Alan gioì con discrezione, mentre si dissolvevano nell’aria la ultime tracce di vapore luminescente.
«Benvenuto su Ekros!»
«Dove sono? Mi sembrava di dormire…» disse Saturnino.
«Non stavi dormendo. Eri in uno stato di totale incoscienza durante il viaggio che ti ha portato qui da me.»
«Qui da te? Incoscienza? Viaggio? Dove siamo?» farfugliò Saturnino dopo la risposta perentoria che aveva appena ricevuto, come accade a chi, ridestandosi da un lungo sonno, affastella le parole le une sulle altre confusamente, così come vengono.
«Sei su Ekros nell’anno 5000!» rispose allora Alan con voce stentorea.
Saturnino si guardò intorno trattenendo il respiro, con gli occhi ancora non del tutto aperti. Una forte luce diffusa lo abbacinò per un lungo istante. Poi tornò a vedere. Si trovava in una stanza enorme e la luce si riversava dentro passando per le grandi finestre che si aprivano lungo le pareti. Queste ultime erano di un fitto colore grigio: un grigio che appariva molto scuro e deciso, benché la forte illuminazione avrebbe dovuto schiarire tutto.
«Questa luce così irreale che viene da fuori! Il colore delle pareti… il colore è…»
«Che c’è di irreale? È una luce normale.»
«Non saprei» mormorò Saturnino molto perplesso, che adesso vedeva meglio e continuava a perlustrare l’ambiente circostante con lo sguardo.
«Come sei vestito?»
«Con la tuta della mia produzione» rispose Alan.
«Cioè?»
«Con la tuta che indossavo quando sono stato prodotto.»

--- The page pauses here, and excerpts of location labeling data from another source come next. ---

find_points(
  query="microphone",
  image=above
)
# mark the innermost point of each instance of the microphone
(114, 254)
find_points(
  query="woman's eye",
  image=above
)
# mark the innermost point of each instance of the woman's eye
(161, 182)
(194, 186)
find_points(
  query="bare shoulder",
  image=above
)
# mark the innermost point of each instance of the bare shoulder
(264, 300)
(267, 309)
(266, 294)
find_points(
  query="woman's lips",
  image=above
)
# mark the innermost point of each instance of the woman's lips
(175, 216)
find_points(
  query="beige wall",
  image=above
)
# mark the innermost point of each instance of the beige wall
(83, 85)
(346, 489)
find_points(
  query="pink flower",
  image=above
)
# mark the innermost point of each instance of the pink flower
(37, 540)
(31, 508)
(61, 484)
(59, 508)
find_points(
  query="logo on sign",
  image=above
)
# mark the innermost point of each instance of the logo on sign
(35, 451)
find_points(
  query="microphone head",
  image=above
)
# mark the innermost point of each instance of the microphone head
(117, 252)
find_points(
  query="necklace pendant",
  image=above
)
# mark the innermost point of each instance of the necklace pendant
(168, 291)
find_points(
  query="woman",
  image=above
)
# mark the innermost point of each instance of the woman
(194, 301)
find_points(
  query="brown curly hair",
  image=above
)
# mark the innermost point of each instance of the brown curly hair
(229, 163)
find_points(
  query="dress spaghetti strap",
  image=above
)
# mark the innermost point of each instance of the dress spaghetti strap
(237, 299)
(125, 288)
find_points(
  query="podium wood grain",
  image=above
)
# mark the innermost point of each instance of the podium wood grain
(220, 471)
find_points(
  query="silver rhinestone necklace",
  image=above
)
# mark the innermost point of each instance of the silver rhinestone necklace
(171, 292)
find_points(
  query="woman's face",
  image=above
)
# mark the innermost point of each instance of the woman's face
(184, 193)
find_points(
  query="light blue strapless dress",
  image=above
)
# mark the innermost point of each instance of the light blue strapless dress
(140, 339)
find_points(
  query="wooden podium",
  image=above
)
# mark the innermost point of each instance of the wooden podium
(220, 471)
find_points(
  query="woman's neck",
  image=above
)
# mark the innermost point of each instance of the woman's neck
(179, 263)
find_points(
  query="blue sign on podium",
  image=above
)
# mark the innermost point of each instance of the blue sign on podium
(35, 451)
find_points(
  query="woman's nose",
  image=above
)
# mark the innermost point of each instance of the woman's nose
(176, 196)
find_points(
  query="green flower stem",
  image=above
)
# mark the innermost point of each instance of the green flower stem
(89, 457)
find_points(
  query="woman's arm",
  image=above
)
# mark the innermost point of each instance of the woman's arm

Saturnino era sempre più attonito: le cose non gli parvero affatto chiare. Allora domandò, con un filo di stupore: «Sei stato… prodotto? Che vuoi dire?»
«Sì, mi hanno prodotto, come tutti gli ekrosiani» rispose Alan. «Gli ekrosiani sono gli abitanti di Ekros.»
Alan e Saturnino parlavano la stessa lingua, perciò si capivano.